Sagen Sie, wer Sie sind und warum Sie anrufen — in dieser Reihenfolge. «Guten Morgen, hier ist Jan von Immobilien X. Ich rufe wegen der Wohnung in der Y-Straße an.» Keine Höflichkeitsfloskeln, bevor der Grund klar ist — genau daran legen Menschen auf.
Stellen Sie eine Frage, halten Sie keinen Vortrag. Ziel des Anrufs ist nicht zu verkaufen, sondern herauszufinden, ob es ein lösbares Problem gibt und wann.
Beenden Sie jedes Gespräch mit einem datierten nächsten Schritt. Ein Anruf, der mit «ich warte dann von Ihnen zu hören» endet, ist verloren. «Ich melde mich Donnerstag um zehn, passt das?» macht aus einem Kontakt einen Prozess.
Die drei Kennzahlen, die zählen
Versuche, Gespräche und vereinbarte nächste Schritte. Mehr nicht. Damit erkennt jeder Makler binnen zwei Wochen seine eigene Quote — wie viele Anrufe einen Termin ergeben und wie viele Termine einen Abschluss — und kann Umsatz planen statt erhoffen.
Genau hier hört Papier auf zu funktionieren. Ein Immobilien-CRM wie imovpro.ai erstellt die Tagesliste automatisch aus neuen Leads und überfälligen Wiedervorlagen, erfasst das Ergebnis jedes Anrufs in Sekunden und legt den Kontakt zum vereinbarten Datum erneut vor — genau das, was das menschliche Gedächtnis nach zweihundert Kontakten nicht mehr leisten kann.
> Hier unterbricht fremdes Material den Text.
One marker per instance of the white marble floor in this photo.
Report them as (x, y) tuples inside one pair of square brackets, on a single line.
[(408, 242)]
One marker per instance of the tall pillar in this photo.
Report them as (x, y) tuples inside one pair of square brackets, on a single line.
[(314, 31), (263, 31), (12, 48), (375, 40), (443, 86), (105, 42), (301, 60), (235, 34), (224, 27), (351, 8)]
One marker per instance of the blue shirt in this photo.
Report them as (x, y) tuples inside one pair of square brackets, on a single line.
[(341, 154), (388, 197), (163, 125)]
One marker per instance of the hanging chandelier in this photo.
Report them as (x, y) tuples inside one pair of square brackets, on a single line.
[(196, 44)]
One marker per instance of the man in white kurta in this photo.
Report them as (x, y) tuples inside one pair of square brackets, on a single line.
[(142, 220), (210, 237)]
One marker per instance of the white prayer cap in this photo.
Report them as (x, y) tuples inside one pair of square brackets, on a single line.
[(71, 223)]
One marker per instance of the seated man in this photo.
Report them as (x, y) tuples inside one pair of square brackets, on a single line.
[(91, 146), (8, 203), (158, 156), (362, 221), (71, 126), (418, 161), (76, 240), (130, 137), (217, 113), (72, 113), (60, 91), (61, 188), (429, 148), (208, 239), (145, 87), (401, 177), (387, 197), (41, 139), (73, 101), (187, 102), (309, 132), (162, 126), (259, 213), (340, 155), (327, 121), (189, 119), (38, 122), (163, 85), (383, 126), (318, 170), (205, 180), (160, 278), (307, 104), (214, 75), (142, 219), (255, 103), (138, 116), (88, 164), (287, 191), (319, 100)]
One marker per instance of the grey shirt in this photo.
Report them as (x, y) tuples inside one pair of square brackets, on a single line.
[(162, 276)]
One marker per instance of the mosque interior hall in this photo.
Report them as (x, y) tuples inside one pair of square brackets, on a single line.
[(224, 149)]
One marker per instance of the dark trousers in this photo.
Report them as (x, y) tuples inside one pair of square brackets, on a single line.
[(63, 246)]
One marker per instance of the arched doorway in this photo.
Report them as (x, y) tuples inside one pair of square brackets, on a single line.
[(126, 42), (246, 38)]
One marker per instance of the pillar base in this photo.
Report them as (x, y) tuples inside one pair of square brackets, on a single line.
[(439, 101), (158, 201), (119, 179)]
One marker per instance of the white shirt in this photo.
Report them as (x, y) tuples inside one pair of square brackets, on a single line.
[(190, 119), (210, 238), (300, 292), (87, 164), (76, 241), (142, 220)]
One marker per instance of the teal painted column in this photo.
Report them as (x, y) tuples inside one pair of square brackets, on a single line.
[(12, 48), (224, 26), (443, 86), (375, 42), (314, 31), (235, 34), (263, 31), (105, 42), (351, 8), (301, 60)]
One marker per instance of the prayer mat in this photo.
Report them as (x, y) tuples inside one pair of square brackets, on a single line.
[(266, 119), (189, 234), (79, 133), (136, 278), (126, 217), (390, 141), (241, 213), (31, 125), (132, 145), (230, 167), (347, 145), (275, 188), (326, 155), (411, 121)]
Den Block an chaotischen Tagen schützen
Jeder Tag liefert einen guten Grund, nicht zu telefonieren. Drei Verteidigungen wirken: den Block wie einen Kundentermin im Kalender führen; ihn früh erledigen, bevor der Tag ein Eigenleben entwickelt; und den Block nie verlassen, um etwas zu erledigen, das während des Blocks aufgetaucht ist — notieren und danach bearbeiten.
Der Zinseszinseffekt
Fünfundvierzig Minuten am Tag klingen zu wenig, um ein Jahr zu verändern. Aber hundert Gespräche im Monat bauen eine Pipeline, die nicht mehr von Glück, Saison oder Werbebudget abhängt. Und es gibt einen Nebeneffekt, den kaum jemand erwartet: Wer genug Gespräche führt, verhandelt besser — weil er nicht mehr verzweifelt auf jeden einzelnen Abschluss angewiesen ist.